Veenendaal-oost is een voorbeeldproject in het kader van Nieuw Wonen. Nieuw Wonen gaat uit van een levensloopbestendige wijk. Hieronder wordt verstaan: een woonwijk die mensen (in willekeurig welke levensfase, ongeacht levensomstandigheden, huishoudensamenstelling en culturele achtergrond) optimale mogelijkheden biedt voor alle vormen van fysieke en geestelijke activiteiten en zelfontplooiing en die een woningaanbod en voorzieningenniveau heeft die daartoe zijn uitgerust. Eén van de belangrijkste ontwerpuitgangspunten die hieruit is afgeleid is de realisering van buurtjes met een menselijke maat.

3.1.1 De deelgebieden

Veenendaal-oost is onderverdeeld in drie deelgebieden, te weten Groenpoort in het noorden, Buurtstede in het midden en Veenderij in het zuiden. Deze deelgebieden krijgen ieder hun eigen karakter, zoals dat onder meer tot uitdrukking komt in een kenmerkende dichtheid, sfeer en profilering van de openbare ruimte.

Groenpoort
Het deelgebied "Groenpoort" vormt het noordelijkste deelgebied van Veenendaal-oost. De (gemiddelde bruto) woningdichtheid zal naar huidige inzichten ongeveer 26 woningen per hectare bedragen. Dit gebied zal worden doorsneden door singels en groene elementen waardoor meerdere kleine woonbuurtjes ontstaan, waarbinnen de woningblokken voornamelijk uit halfopen bouwblokken bestaan. Door de grote voortuinen en de relatief brede profielen van de openbare ruimten krijgt de buurt een groen karakter.

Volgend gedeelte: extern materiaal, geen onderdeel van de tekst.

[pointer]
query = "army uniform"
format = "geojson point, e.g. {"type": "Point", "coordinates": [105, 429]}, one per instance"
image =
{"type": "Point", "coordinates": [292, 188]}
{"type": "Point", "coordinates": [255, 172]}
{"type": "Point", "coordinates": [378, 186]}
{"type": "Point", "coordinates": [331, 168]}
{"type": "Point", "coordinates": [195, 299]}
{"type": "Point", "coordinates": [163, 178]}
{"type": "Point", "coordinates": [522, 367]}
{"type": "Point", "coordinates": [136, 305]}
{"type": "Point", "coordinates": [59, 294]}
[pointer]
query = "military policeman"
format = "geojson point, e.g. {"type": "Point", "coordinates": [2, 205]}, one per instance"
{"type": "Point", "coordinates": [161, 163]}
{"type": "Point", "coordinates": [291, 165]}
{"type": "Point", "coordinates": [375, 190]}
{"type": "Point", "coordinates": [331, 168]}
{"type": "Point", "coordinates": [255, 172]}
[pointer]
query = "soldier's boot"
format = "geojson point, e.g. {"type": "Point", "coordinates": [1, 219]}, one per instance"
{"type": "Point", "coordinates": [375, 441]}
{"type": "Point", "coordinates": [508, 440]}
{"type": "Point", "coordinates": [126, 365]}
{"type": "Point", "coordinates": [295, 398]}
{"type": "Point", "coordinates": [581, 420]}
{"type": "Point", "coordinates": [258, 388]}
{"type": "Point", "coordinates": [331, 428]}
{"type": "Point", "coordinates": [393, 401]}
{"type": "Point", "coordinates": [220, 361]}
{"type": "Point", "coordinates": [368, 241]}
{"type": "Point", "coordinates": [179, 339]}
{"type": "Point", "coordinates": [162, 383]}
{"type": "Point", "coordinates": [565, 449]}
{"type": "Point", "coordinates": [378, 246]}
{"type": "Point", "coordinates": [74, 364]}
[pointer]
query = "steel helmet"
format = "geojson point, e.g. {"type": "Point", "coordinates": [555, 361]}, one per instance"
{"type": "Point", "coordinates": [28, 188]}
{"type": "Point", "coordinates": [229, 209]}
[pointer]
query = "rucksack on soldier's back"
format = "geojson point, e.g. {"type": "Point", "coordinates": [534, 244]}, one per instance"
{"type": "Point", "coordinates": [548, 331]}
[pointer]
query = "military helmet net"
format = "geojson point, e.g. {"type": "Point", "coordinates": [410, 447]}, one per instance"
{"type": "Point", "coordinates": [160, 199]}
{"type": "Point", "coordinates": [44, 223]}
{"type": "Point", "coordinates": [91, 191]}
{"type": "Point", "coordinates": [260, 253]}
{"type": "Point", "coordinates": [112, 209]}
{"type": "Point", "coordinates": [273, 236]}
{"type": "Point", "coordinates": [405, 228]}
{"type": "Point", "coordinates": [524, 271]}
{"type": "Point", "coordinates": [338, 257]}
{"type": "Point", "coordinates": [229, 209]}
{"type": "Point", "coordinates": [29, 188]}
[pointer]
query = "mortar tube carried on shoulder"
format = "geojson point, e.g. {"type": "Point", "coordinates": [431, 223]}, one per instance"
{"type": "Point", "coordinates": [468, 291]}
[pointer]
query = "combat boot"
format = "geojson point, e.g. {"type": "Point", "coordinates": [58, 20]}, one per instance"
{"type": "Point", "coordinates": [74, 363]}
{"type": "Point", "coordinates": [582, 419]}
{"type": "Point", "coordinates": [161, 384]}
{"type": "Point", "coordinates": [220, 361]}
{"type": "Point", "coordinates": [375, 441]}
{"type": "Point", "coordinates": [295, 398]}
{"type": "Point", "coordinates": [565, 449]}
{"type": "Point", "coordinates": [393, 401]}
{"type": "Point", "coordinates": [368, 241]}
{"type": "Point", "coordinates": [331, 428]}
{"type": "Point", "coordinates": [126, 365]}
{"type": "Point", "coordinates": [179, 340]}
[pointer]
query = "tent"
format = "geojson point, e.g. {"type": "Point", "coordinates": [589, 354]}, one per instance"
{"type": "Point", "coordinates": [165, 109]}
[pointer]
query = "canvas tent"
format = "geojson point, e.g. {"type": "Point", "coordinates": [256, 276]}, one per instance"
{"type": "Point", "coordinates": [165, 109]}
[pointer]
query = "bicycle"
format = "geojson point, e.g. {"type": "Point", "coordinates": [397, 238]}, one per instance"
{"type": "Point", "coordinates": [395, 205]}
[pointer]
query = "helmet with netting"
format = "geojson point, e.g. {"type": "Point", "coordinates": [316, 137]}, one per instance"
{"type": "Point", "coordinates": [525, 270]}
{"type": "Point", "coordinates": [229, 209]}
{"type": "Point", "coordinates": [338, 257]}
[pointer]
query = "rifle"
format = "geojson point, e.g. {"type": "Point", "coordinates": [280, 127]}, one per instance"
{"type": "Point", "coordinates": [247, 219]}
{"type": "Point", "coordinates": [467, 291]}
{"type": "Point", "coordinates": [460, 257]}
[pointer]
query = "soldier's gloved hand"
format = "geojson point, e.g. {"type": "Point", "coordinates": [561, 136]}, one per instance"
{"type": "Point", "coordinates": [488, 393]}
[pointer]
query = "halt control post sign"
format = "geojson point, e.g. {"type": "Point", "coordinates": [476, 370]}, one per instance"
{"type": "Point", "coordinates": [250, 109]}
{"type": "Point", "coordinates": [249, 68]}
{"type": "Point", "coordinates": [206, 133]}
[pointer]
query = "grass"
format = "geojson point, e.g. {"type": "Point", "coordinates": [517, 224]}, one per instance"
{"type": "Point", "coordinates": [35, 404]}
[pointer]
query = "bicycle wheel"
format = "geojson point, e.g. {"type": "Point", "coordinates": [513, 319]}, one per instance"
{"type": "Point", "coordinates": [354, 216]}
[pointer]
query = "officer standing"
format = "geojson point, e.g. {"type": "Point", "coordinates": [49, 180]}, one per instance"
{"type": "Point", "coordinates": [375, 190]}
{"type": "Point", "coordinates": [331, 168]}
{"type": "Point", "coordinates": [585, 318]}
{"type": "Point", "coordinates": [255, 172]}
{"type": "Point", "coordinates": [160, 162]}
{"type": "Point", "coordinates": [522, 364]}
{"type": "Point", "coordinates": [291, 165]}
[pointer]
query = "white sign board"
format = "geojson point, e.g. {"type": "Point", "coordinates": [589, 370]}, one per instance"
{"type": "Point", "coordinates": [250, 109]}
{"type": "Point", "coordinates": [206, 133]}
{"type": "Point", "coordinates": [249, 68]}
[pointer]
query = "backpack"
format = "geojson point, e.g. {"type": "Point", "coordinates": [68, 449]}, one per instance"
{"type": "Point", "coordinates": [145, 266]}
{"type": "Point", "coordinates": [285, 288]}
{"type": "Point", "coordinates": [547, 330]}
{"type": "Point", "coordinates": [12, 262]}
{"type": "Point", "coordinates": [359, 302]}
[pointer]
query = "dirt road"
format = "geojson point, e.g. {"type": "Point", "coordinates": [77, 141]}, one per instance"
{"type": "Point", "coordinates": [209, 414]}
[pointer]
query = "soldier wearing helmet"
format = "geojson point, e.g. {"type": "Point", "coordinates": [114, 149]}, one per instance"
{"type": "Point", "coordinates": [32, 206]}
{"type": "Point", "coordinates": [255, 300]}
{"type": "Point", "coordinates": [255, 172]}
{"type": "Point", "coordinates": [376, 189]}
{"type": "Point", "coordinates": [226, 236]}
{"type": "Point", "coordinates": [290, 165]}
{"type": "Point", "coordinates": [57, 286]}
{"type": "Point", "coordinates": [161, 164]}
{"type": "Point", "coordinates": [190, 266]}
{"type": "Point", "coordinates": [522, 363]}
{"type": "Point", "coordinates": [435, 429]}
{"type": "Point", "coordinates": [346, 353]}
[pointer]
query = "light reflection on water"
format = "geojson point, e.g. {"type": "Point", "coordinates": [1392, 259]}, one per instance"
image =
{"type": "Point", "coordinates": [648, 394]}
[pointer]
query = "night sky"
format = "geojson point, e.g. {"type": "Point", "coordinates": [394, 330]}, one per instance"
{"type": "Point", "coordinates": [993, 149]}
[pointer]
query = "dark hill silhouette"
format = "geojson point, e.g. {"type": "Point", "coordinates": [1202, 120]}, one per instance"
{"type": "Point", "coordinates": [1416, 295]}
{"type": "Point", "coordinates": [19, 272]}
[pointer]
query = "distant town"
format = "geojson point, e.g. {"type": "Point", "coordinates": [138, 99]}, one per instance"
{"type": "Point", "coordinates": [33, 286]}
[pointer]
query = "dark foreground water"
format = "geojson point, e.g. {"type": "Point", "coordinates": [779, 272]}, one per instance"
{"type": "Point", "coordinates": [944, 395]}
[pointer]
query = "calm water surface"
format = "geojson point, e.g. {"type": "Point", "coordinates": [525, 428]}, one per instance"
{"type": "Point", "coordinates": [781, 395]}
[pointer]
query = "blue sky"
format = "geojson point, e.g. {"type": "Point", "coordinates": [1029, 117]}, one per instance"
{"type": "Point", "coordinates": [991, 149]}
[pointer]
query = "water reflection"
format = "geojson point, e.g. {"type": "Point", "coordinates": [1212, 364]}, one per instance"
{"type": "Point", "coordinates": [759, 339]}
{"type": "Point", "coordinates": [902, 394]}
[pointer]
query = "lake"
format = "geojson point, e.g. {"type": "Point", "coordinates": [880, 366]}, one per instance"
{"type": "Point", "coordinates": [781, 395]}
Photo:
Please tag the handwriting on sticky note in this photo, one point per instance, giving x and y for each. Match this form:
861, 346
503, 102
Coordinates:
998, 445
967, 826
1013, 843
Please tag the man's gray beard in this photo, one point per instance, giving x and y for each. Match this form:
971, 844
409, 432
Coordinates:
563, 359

afbeelding "i_NL.IMRO.0345.PHEilandJ-vg01_0003.png"   Buurtstede
Het centraal in de wijk gesitueerde deelgebied "Buurtstede" met een woningdichtheid van ongeveer 30 woningen per hectare, bevat de voorzieningen voor Veenendaal-oost (alsmede voor de Dragonder Oost). Het voorzieningencluster in Buurtstede bedraagt in totaal 16.500 m², waarvan 5.000 m² detailhandel en 11.500 m² maatschappelijke functies, inclusief horeca. Hiermee worden alle niet-wonen functies centraal in Veenendaal-oost gesitueerd. In het centrum is een menging van functies belangrijk voor de leefbaarheid/levensloopbestendigheid van de centra en de wijk als geheel De woningblokken bestaan hoofdzakelijk uit gesloten bouwblokken met voornamelijk aaneengesloten woningen en gestapelde woningen. Door de beperkte aanwezigheid van voortuinen en het materiaalgebruik van de openbare ruimten krijgt de buurt een stedelijk karakter.

Veenderij
Het deelgebied "Veenderij" vormt het zuidelijke deel van Veenendaal-oost. De woningdichtheid bedraagt ongeveer 24 woningen per hectare (825-1.225 woningen). De woningblokken bestaan hoofdzakelijk uit halfopen bouwblokken. De woningdichtheid zal van noord naar zuid afnemen. Ook het oostelijk deel langs de Dragonderweg zal, aansluitend op het buiten het plangebied te realiseren woongebied (zogenaamde balkon), een lagere dichtheid krijgen. In Veenderij is het mogelijk om het water een belangrijke rol toe te kennen in de woon- en leefomgeving. .  

3.1.2 Verkeersstructuur

De hoofdontsluitingsstructuur van Veenendaal-oost staat voor het merendeel haaks op de landschappelijke hoofdstructuur van het gebied. De hoofdontsluitingsstructuur heeft een duidelijk herkenbaar profiel binnen ieder deel van de wijk. Een brede watergang vervult in het profiel van de hoofdontsluiting een belangrijke rol en onderstreept het waterrijke karakter van de wijk.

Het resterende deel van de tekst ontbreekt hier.